Head of ML Infrastructure

Posted 18 Days Ago
Be an Early Applicant
Palo Alto, CA
Senior level
Artificial Intelligence • Healthtech
The Role
Lead the design and operation of orchestration platforms for Large Language Models, optimizing infrastructure, managing cloud strategies, and leading a team of engineers.
Summary Generated by Built In

About Us:

Hippocratic AI has developed a safety-focused Large Language Model (LLM) for healthcare. The company believes that a safe LLM can dramatically improve healthcare accessibility and health outcomes in the world by bringing deep healthcare expertise to every human. No other technology has the potential to have this level of global impact on health. 

Why Join Our Team:

  • Innovative Mission: We are developing a safe, healthcare-focused large language model (LLM) designed to revolutionize health outcomes on a global scale.

  • Visionary Leadership: Hippocratic AI was co-founded by CEO Munjal Shah, alongside a group of physicians, hospital administrators, healthcare professionals, and artificial intelligence researchers from leading institutions, including El Camino Health, Johns Hopkins, Stanford, Microsoft, Google, and NVIDIA.

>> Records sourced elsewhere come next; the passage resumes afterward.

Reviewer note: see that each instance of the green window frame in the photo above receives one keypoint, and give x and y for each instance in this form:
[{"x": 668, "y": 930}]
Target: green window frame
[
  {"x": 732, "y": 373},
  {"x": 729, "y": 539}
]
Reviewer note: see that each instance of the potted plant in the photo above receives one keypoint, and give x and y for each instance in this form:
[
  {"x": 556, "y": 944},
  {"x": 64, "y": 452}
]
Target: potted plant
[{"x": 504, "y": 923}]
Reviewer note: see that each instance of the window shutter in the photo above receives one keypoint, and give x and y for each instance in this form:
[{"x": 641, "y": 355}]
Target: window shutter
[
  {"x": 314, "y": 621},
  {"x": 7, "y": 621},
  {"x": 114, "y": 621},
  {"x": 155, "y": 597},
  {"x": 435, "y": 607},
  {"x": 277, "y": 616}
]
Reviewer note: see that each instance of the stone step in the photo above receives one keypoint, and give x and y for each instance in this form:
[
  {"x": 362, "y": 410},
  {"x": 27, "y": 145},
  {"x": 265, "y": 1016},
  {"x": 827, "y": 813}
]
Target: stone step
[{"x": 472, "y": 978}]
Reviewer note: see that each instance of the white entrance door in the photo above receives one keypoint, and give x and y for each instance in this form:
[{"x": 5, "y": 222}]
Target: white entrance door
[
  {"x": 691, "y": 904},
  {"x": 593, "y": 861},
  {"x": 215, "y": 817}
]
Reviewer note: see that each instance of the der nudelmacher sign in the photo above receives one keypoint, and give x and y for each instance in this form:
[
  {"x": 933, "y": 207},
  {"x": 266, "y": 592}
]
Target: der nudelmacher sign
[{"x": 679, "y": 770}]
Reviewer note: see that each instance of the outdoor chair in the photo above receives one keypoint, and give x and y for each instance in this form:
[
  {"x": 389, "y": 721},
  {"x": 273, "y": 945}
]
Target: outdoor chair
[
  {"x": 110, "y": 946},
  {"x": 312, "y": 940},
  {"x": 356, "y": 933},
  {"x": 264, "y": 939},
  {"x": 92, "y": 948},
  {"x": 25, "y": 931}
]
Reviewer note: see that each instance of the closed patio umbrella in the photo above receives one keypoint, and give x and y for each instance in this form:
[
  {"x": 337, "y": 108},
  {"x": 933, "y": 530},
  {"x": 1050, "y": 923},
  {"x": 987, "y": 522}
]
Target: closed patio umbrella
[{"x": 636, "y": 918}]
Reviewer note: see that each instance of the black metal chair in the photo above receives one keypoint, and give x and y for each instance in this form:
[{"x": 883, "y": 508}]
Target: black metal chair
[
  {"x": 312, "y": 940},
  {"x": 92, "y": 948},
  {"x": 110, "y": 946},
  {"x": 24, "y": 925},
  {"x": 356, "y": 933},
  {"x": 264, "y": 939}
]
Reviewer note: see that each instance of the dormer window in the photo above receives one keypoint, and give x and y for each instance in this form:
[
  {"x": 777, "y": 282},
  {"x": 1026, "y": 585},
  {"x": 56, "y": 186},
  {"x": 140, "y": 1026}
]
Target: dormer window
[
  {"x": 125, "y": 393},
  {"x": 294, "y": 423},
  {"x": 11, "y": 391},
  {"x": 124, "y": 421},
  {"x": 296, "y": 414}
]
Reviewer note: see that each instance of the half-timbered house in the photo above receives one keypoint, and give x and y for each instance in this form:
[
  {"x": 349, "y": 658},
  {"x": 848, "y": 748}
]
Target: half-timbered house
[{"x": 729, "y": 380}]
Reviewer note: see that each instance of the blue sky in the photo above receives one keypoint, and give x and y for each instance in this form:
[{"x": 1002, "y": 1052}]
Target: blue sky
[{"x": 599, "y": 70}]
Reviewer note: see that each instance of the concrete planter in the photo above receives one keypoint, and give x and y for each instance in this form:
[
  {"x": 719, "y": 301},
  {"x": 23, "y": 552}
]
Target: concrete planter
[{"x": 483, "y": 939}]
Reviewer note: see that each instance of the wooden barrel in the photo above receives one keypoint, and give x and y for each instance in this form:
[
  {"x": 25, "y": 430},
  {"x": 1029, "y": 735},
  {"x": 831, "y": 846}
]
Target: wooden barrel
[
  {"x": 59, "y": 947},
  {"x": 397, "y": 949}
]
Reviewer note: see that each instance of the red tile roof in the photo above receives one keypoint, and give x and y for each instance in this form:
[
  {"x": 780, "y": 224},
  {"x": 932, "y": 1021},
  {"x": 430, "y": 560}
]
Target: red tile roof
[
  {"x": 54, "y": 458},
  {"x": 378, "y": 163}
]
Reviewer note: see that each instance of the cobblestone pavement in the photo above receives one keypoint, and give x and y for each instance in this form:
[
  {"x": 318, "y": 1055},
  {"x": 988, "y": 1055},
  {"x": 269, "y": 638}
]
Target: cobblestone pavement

  • Strategic Investors: We have raised a total of $278 million in funding, backed by top investors such as Andreessen Horowitz, General Catalyst, Kleiner Perkins, NVIDIA’s NVentures, Premji Invest, SV Angel, and six health systems.

  • World-Class Team: Our team is composed of leading experts in healthcare and artificial intelligence, ensuring our technology is safe, effective, and capable of delivering meaningful improvements to healthcare delivery and outcomes.

Position Overview:


We are seeking a highly skilled and innovative Head of ML Infrastructure to lead the design, development, and operation of our orchestration platform for a heterogeneous constellation of Large Language Models (LLMs). The ideal candidate will have deep expertise in infrastructure orchestration, multi-cloud environments, and tools such as Kubernetes and Terraform. This role is critical to ensuring that our AI systems are scalable, reliable, and seamlessly integrated into our broader technology ecosystem.

Key Responsibilities:

Orchestration Platform Development:


• Architect and implement an advanced orchestration platform to manage a diverse set of LLMs efficiently.
• Design solutions to optimize performance, scalability, and availability across various deployment environments.


Infrastructure Management:


• Utilize Kubernetes, Terraform, and other Infrastructure as Code (IAC) tools to automate and manage ML infrastructure.
• Collaborate with DevOps and cloud engineering teams to ensure seamless integration with CI/CD pipelines.
• Establish robust monitoring, logging, and alerting systems for ML infrastructure.


Multi-Cloud Strategy:

• Design and execute strategies to leverage multiple cloud providers for cost optimization, redundancy, and compliance.
• Manage cloud-native services to support model deployment and orchestration at scale.

Performance Optimization:


• Work closely with ML engineers to fine-tune model deployment strategies, focusing on latency, throughput, and fault tolerance.
• Conduct capacity planning and develop tools for model lifecycle management.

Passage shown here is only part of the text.